Incompatible diets for cereals:
- Ketogenic diet.
- Carnivore diet.
- Lion diet.
- Ketovore diet.
- Vegan diet (assuming you avoid “vegan” labelled products).
- Low-carb diets.
- Palaeolithic ketogenic diet.
Or any diet that prioritizes health and at the least, focuses on healthy carbs.
That means NO refined carbs in the slightest. Vegetables come in that category, as well as fruits which are mostly OK depending on your physiology.
Should you eat cereal on any diet?
If you were to ask me, the answer is NO. If you were to ask someone who takes their health seriously, the answer would also be NO.

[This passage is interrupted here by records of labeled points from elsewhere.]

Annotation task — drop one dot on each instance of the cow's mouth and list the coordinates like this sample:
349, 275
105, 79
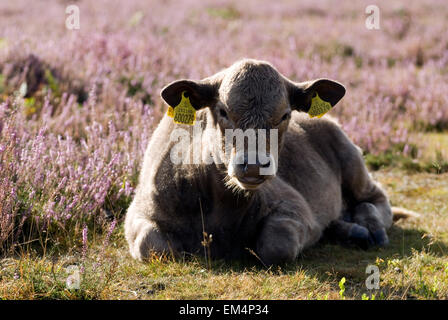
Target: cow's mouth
250, 183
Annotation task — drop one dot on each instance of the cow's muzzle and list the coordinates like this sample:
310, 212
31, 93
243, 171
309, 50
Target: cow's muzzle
250, 171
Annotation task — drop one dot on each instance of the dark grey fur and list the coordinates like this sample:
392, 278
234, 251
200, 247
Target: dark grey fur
321, 183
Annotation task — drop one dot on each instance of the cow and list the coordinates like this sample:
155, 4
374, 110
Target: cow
318, 184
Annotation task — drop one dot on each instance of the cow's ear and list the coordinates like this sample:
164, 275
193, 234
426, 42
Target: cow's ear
301, 94
203, 93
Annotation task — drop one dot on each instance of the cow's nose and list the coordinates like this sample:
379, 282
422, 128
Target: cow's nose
248, 169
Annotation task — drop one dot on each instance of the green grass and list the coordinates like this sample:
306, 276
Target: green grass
413, 266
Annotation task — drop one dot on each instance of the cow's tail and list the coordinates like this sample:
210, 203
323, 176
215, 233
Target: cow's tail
402, 213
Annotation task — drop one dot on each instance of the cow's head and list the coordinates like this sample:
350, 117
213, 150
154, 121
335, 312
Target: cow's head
252, 95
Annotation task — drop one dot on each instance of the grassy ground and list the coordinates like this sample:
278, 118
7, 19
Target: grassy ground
413, 266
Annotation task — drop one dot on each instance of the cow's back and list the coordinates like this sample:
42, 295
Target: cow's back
309, 163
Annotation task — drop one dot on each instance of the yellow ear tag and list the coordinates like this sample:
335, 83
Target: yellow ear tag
184, 112
319, 107
170, 112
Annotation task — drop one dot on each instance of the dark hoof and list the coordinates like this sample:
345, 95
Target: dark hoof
360, 237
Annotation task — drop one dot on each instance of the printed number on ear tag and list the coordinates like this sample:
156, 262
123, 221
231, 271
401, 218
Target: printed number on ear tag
319, 107
184, 112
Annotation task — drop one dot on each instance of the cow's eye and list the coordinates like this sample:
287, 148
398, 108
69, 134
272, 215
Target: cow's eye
223, 113
286, 116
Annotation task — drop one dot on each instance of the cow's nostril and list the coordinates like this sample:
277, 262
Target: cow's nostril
266, 165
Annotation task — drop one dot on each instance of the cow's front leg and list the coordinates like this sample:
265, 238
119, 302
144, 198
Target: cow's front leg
287, 229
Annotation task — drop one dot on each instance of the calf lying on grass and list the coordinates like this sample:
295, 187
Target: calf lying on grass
318, 182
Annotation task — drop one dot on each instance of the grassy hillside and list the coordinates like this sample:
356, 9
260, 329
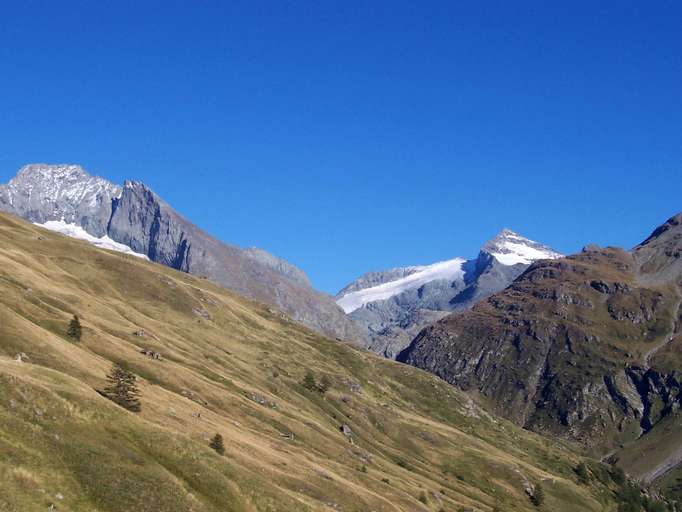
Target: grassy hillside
233, 367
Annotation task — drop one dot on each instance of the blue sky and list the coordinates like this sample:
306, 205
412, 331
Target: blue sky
356, 136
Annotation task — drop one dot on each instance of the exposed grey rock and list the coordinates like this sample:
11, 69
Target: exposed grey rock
389, 325
283, 267
135, 216
42, 192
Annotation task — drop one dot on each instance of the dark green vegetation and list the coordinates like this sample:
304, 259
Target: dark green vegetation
121, 388
586, 348
233, 367
217, 444
75, 330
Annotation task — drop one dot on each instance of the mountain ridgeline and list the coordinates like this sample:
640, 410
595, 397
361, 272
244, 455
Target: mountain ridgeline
134, 216
586, 347
391, 307
236, 408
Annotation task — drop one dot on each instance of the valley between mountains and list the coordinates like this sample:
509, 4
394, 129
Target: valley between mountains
525, 379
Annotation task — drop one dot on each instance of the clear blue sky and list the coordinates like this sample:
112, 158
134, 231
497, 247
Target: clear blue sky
356, 136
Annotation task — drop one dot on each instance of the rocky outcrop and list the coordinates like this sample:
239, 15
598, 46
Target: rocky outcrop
585, 347
133, 215
390, 324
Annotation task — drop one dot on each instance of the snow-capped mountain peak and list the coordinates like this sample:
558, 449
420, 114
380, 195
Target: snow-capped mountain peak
43, 193
418, 276
510, 248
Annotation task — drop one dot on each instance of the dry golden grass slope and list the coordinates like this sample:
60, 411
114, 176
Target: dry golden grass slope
234, 367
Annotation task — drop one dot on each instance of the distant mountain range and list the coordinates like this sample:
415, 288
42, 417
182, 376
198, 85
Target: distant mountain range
586, 347
133, 219
392, 306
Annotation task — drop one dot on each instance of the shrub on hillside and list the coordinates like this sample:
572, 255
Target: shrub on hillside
122, 388
75, 330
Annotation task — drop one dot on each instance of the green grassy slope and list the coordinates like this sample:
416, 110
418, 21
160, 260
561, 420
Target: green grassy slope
234, 367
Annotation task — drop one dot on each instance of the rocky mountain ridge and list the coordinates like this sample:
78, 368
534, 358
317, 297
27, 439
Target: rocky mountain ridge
391, 307
133, 215
585, 347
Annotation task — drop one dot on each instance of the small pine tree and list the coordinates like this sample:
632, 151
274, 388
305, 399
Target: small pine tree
122, 388
538, 495
217, 444
309, 381
618, 476
325, 384
75, 330
583, 475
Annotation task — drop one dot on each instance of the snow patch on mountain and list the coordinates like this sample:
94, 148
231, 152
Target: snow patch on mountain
510, 248
75, 231
450, 270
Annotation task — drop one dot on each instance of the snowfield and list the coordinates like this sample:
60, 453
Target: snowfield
450, 270
508, 248
75, 231
516, 249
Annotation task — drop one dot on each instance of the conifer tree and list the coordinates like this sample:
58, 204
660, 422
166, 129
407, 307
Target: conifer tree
122, 388
325, 384
583, 475
75, 330
217, 444
538, 495
309, 381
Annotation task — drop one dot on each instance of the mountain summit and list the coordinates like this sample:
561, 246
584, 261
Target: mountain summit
510, 248
392, 306
134, 219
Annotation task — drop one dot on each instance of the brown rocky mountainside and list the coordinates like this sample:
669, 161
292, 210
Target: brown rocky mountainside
585, 347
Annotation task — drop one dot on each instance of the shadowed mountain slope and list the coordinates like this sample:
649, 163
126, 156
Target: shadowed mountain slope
585, 347
384, 437
67, 198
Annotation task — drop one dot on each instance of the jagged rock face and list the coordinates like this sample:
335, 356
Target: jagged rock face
281, 266
41, 192
135, 216
580, 347
391, 323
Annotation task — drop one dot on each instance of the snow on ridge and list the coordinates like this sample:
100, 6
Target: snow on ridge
75, 231
450, 269
512, 253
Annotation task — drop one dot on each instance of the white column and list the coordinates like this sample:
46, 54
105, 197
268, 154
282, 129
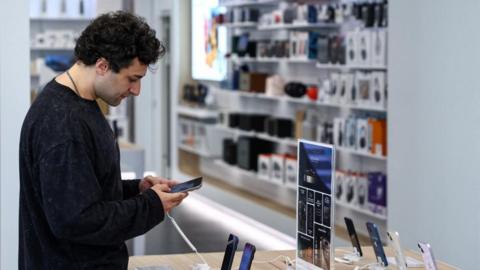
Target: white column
14, 103
434, 127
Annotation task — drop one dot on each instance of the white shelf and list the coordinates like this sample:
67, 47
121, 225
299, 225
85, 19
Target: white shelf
60, 19
260, 135
348, 67
305, 100
52, 49
360, 210
198, 113
272, 60
240, 25
284, 26
192, 150
250, 3
354, 152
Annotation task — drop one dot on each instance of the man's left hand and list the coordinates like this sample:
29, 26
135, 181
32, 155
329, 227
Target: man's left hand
149, 181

Why? Because everyone agrees that sugar is unhealthy, and so are refined carbs.
The former is more agreeable than the latter, but that’s irrelevant.
- Full of dead nutrients.
- Loaded with bullshit synthetic vitamins.
- Have too much sugar.
- Encourage you to overeat.
- Encourage abnormal portion sizes.
- Are marketed with disingenuous intentions and false claims.
It shouldn’t be part of any diet and never used to be until food became a business of refining products to death, GMOs, altering, and profit over health and prosperity.
Carbohydrates in cereals are best avoided.